Intuitively Jan became aware of most of these things. But even where he detected Bill at fault, he could not trounce the ex-leader as he trounced the other dogs, because he and Bill knew very well that there could be no sparring, no such lightsome thing as mere chastisement, between them. There was war to the death in Bill’s snarl when Jan so much as looked at him. He was perfectly certain he could, and would, kill Jan directly a suitable opportunity offered. Jan was not so sure about that; but he did know very well that he was not capable of just thrashing Bill and letting it go at that; for over and above Bill’s unbeaten prowess as a fighter and master dog there was a mortal hatred in him where Jan was concerned—a hatred which, weighed as a fighting asset, was almost equivalent to a second set of fangs.
And then came the memorable evening upon which Jean killed a bull-moose and all the team fed full—except Bill.
THE FEAST AND THE FASTER
Jean and Jake were not out on a hunting expedition, and if it had involved hunting, the probabilities are Jean would never have bagged that bull-moose. But it happened that, when his sharp eyes sighted the moose in mid-afternoon, the poor beast had just managed to break one of its forelegs in a deep hole masked by snow. It was practically a sitting shot for Jean, and that at a range which made missing impossible for such a man.
The dogs were wild with excitement, but fortunately they were still in the traces and anchored to a laden sled. In spite of this there was something of a stampede among them until Jean made it clear that he meant the team to remain in harness for the present. Then the masters’ whips, backed by policeman Jan’s remorseless fangs, soon had order re-established. And this was as well, for at that particular juncture Jean and Jake were traveling fairly light, and a strong team can quickly work serious damage by stampeding among trees with a light sled.

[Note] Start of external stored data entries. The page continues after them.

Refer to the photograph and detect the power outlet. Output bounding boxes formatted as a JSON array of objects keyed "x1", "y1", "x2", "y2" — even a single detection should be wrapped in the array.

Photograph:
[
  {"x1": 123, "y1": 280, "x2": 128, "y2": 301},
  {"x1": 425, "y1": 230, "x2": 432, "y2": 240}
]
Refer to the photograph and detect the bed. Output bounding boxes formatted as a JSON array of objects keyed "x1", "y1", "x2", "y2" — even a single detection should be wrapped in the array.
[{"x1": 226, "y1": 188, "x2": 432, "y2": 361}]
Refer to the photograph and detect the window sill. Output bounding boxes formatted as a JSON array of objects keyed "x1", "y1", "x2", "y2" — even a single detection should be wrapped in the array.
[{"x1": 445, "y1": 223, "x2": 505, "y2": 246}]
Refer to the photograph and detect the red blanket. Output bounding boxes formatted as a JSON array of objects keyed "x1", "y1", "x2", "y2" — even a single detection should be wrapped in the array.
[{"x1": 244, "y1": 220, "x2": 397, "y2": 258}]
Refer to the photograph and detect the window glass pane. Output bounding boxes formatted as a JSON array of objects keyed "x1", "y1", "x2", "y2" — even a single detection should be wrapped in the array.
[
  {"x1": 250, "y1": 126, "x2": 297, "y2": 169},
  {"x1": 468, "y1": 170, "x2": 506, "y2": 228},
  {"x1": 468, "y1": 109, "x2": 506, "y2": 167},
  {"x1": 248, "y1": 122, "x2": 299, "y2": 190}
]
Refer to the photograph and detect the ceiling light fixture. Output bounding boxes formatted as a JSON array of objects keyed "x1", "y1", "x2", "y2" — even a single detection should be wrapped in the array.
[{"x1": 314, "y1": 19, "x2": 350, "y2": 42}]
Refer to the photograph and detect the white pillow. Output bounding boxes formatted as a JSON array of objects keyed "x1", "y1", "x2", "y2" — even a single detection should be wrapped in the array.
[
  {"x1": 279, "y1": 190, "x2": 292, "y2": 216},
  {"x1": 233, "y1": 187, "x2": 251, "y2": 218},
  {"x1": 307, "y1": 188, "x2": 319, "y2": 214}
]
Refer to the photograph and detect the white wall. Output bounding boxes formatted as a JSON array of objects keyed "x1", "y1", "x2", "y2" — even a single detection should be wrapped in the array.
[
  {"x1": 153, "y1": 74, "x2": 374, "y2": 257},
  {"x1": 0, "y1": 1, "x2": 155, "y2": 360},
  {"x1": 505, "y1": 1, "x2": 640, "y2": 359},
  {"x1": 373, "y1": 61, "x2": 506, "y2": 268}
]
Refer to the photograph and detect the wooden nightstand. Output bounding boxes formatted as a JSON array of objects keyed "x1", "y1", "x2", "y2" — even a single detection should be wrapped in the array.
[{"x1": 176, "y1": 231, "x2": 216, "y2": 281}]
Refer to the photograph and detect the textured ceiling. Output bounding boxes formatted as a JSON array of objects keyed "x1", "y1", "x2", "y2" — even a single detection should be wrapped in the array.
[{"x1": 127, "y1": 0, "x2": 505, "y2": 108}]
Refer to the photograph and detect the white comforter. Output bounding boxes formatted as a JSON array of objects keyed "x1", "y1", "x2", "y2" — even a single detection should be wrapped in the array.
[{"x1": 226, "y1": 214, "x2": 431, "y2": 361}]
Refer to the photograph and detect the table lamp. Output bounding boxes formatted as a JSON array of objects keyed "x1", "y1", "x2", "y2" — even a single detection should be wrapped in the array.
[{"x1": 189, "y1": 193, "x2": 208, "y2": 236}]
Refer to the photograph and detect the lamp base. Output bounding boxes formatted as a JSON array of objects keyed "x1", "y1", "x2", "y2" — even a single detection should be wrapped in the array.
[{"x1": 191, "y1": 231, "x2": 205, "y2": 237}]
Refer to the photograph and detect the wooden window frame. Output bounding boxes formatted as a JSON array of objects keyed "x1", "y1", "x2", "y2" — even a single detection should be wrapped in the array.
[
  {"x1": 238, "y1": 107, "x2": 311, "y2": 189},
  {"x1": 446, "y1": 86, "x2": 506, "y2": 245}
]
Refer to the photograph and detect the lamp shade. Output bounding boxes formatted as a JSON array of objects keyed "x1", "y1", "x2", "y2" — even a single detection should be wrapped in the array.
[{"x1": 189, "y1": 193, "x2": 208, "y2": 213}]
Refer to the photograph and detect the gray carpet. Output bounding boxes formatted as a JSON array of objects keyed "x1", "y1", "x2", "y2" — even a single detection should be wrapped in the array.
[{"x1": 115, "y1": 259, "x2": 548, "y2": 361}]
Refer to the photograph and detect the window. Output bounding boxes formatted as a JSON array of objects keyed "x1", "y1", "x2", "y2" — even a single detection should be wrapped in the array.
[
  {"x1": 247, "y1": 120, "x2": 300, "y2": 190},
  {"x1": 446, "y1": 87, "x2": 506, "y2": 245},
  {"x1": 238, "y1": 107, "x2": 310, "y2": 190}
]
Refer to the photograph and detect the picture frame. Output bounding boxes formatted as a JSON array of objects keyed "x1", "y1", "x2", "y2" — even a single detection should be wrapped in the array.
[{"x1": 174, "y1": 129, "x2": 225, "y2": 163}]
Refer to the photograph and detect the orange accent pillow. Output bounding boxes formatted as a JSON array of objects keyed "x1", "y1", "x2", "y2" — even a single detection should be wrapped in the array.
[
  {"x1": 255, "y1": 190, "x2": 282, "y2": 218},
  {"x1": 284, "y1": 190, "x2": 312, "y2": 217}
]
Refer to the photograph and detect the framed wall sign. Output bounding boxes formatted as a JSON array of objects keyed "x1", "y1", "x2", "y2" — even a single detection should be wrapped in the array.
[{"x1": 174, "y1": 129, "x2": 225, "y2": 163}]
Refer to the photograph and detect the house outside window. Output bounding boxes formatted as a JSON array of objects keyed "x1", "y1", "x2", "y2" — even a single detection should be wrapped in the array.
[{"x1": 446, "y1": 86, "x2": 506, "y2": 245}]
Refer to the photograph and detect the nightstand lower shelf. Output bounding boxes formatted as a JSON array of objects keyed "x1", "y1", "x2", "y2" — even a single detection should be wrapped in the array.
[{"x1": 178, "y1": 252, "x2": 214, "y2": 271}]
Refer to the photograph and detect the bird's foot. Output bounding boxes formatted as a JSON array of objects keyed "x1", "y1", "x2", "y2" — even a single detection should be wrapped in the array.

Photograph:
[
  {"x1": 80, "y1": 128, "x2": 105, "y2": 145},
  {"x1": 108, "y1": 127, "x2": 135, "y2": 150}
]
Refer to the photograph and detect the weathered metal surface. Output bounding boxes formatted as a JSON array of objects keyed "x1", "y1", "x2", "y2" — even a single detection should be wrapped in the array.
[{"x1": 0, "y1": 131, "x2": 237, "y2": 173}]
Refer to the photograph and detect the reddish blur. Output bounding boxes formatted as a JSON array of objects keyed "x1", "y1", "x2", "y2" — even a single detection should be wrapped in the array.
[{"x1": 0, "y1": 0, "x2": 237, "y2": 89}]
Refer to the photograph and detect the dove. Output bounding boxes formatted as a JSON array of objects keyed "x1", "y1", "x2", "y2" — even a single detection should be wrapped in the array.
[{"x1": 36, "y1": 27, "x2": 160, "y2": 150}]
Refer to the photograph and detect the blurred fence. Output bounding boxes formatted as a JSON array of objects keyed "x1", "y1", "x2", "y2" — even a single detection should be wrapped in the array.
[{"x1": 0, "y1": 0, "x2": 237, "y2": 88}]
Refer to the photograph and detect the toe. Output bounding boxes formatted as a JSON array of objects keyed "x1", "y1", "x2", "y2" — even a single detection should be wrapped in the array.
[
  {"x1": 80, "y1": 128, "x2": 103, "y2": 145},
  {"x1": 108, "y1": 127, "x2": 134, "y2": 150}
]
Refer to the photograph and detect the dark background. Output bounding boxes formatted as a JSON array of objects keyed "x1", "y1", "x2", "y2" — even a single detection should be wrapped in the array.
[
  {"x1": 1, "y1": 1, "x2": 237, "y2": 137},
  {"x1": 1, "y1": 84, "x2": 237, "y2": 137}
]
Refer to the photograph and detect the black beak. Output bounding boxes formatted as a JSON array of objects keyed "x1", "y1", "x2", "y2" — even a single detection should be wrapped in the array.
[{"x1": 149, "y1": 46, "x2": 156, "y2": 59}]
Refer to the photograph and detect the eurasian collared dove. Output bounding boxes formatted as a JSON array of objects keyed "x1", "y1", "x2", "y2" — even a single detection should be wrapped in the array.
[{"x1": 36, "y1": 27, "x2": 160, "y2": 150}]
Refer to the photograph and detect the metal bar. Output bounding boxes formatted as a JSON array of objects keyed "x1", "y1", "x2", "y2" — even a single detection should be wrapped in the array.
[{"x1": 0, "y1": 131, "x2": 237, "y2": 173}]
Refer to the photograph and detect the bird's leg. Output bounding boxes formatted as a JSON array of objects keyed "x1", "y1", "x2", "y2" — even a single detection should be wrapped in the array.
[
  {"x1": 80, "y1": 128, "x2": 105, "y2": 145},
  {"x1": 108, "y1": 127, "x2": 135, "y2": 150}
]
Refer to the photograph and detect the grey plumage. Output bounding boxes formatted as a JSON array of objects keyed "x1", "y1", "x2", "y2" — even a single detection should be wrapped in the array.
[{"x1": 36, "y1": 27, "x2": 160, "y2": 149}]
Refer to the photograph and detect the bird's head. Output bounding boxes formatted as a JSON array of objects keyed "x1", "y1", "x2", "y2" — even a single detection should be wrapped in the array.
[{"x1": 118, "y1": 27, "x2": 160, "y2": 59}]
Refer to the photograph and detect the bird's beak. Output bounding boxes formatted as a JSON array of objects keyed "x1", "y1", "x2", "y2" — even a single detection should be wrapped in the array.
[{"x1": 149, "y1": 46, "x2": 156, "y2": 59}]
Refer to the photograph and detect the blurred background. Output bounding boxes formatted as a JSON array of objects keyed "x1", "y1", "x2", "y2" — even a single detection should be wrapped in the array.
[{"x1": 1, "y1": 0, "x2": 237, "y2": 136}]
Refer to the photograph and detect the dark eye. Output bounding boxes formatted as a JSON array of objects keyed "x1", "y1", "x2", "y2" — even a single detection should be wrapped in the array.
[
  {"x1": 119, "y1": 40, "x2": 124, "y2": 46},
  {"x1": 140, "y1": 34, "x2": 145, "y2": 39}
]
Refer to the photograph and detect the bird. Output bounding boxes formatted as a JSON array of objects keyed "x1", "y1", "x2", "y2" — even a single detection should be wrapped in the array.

When Jean had examined the moose, he decided to avail himself of the magnificent supply of fresh food it offered, and to carry on as large a share of the meat when frozen as the sled would take. To this end he and Jake decided to camp for the night at a spot no more than a few hundred paces away from the dead moose. The dogs were too much excited to lie down in their traces. (It was many weeks since any of them had tasted fresh meat, and though dried salmon makes an excellent working dietary, it is, of course, a very different thing from fresh meat with blood in it.) So they stood and sat erect, with parted jaws all drooling, while Jean and Jake set to work with their long knives on the great carcass.
The cutting up of a full-grown moose is no light task, and darkness had fallen before the two men had finished stowing away all the heavy frozen strips of moose-meat the sled could carry. Then, having removed the choicest portions for their own use for that night and the next day, Jean and Jake set to work to loose the dogs that they might tackle their banquet. Jean knew the eight of them could give a pretty good account of the remains on the skeleton.